Sunday, February 24, 2013

Jeff Coffin rescues jazz from egghead doom ...

… at least for me
Jeff Coffin


As always on a Saturday, a lot of music was going on in Springfield, but it was an especially good evening for jazz.

Jeff Coffin joined Missouri State University jazz bands for a free concert after a daylong festival of high school and middle school bands. Coffin adapted his tune, "Dewey," dedicated to Dewey Redman, for big band. It was one of the most uplifting pieces of music I have ever heard, while steering clear of treacle — and also one of the more challenging to listen to.

In a recent post, I lamented the advance of egghead jazz that leaves me cold, and, in another post, I looked forward to Coffin's appearance. His arrival was perfectly timed to relieve my funk.

After the concert with Coffin, we moved on the Creekside Bistro, where Brandon Mezzelo and his Triptet played "All Blues" in a manner that managed to encompass nearly all of Miles Davis's career. We left near the end and heard a hard-swinging tune bursting through the walls into the cold night as we walked to the car.  Over the years, I have enjoyed leaving a club a bit before the very end to experience the music still ringing out — it hadn't ended, it was still going on. And so, it happened again.

At right, Mezzelo from
a performance last fall.




Friday, February 15, 2013

Jeff Coffin: Serious fun



Following my recent post about losing interest in new jazz, I found a remedy: Jeff Coffin and the Mu'tet. I downloaded his recent album, "Into the Air," to prepare for an interview with him for a story about his appearance in Springfield on Feb. 23.

Throughout his career, Coffin has played in groove-based bands that celebrate monstrous solos and occasional odd meters. The album covers a wide spectrum — mostly funk, some blues, a pinch of hard-swinging mainstream — and the band is really flexible with all of this material. Best of all, there's a lot of strong playing over the grooves.



Plus a couple of slow, oozing tunes — and one with Lionel Loueke.
 
This approach reminds me a little of what Lester Bowie of the Art Ensemble of Chicago called "serious fun." Back in the early 90's, his Brass Fantasy was playing covers of Michael Jackson, Whitney Houston and Sade that were really intricate but also entertaining.

So, there's hope.

Saturday, February 9, 2013

J.M. Buttermilk's Hot Buttered Soul and R&B Revue

Ran Cummings (left); Jonathan Keene
A stripped-down J.M Buttermilk unit played at the High Life on Friday, Feb. 8. Front man Ran Cummings said he’s often asked how he keeps up his manic intensity on stage.

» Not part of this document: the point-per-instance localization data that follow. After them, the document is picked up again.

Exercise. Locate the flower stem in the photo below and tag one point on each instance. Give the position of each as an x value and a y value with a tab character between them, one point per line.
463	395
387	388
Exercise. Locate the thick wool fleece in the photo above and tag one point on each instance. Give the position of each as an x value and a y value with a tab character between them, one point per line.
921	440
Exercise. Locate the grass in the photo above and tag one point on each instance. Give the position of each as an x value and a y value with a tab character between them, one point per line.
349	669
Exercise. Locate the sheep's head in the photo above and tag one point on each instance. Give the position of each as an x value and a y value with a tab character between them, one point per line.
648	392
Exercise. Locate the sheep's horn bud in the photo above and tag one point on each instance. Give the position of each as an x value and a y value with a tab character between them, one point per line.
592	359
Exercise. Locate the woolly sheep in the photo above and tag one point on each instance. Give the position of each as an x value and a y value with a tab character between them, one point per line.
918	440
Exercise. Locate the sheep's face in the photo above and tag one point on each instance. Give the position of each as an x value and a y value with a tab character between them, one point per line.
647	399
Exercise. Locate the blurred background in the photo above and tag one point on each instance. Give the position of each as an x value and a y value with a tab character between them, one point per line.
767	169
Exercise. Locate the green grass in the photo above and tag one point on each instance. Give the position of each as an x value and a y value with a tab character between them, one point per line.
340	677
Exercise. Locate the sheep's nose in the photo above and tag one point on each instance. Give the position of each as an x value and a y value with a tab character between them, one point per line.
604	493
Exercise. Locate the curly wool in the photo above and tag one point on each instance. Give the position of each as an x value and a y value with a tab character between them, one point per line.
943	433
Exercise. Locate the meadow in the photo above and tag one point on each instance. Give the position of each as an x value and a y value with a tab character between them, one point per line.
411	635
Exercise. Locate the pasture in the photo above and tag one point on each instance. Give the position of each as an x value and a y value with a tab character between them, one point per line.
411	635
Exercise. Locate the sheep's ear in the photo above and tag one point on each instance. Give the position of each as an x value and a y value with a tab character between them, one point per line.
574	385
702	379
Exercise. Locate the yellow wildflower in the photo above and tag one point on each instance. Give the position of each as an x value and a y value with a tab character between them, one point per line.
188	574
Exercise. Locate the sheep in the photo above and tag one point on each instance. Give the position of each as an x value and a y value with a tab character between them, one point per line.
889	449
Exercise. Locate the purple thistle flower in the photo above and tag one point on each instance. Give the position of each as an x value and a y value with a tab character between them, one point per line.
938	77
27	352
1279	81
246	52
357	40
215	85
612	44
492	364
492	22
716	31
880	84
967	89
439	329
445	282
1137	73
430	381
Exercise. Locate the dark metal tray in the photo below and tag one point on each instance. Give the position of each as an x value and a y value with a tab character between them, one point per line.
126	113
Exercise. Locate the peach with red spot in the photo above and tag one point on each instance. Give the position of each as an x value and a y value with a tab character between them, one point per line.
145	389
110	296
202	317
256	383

“I can’t think of anything else that I would do,” he said. “It’s what I would be doing anyway if I were in front of the stage, enjoying the show.”


Richie Rebuth (left), Cummings (front), Keeney and Jacob "Toad" Wyrick (background)
From left: Jeffrey Faucett, Casey Hudlow, Cummings
Cummings with [sorry, I need help with this name]
C.H. McCoy
Cummings







Friday, February 8, 2013

I'm modern, but I'm also a moldy fig

All jazz is modern, Wynton Marsalis says. That's true in the sense that everyone paying jazz now is working in this moment, which must be modern.

In contrast, it's also true that jazz that was once modern is now old — unless it's resuscitated by musicians playing it now, in the moment, which must be modern.

But how should we respond to stuff that would have been tired even when it was modern, but is now being played now? For example, this recent performance by the Nasheet Waits group with Vijay Iyer.


Sad to say, there's nothing happening here (even though Waits is a great drummer). Well, at least there's a pulse for a while after 2:30, and some intermittent runs and clusters from Iyer around 4:00-5:00. I listened to part 1 of this piece, which I found a little more engaging, but still dull. Four decades ago, the free jazz I heard had lots of muscle and sonic extremes. As a high school kid with a new driver's license, I drove with my friends to downtown Chicago and heard Ornette Coleman with Dewey Redman, Charlie Haden and Ed Blackwell. I also had albums by Coltrane, Albert Ayler, Pharoah Sanders and the Art Ensemble of Chicago. Lots of screeching and blatting and general commotion, plus periods of abstraction kind of like these videos — but never boring. Fun while it lasted, but I moved out of that phase, like many others.

The Art Ensemble from the 1970s sounds more modern than this stuff that was performed a few weeks ago.

All of this adds up to the grim fact that after nearly half a century of listening to jazz and being open to new sounds, I have become a moldy fig. I never thought it was possible. But, having encountered such dreary music that owns a place in the vanguard, I must accept my lot.

However, many musicians are making challenging music WITH A LIVELY PULSE.

Such as Tom Harrell, who has produced nearly one great album every year for the past half-decade. His current work, "Number Five," has him paying in duos and solo formats, really taking risks. There's hope for modernity after all.